Reliability-Based Design of Oil and Gas Platform Deck Structural Steel Beam Girder
Keywords:
Reliability-based design, Steel beam, Offshore platform, Hasofer-Lind index, First-Order Reliability MethodAbstract
This study investigates the reliability-based design of steel beam
girders supporting oil and gas separator deck platforms, with the
objective of optimising safety and material efficiency.

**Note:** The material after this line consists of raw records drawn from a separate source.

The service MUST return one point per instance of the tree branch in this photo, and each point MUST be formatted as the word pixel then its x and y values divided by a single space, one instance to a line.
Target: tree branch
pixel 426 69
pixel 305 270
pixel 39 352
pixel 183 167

Conventional deterministic design, which applies conservative
safety factors, was complemented with probabilistic methods using
the Hasofer–Lind Reliability Index and the First-Order Reliability
Method (FORM). The deck system was configured with reduced
stanchions for spatial efficiency and subjected to combined
operational and environmental loads. Deterministic analysis
showed that increasing supports improved performance: maximum
shear reduced from 138.2 kN at two supports to 33.4 kN at five,
bending moment from 823.6 kNm to 95.9 kNm, and deflection from
124.8 mm to 16.6 mm. Probabilistic results revealed greater
sensitivity, with the reliability index (β) improving as live-to-dead
load ratios increased but falling below the JCSS target (β = 4) at
higher live loads, with values as low as −1.04. Dead load increases
consistently reduced β, while deflection reliability improved
markedly with additional supports, rising from 0.40 at two supports
to 4.65 at five. Overall, deflection governed structural reliability,
indicating that deterministic design alone may mask serviceability
risks. Reliability-based approaches therefore enable more accurate
safety evaluation and rational optimisation of support
configurations in offshore deck systems.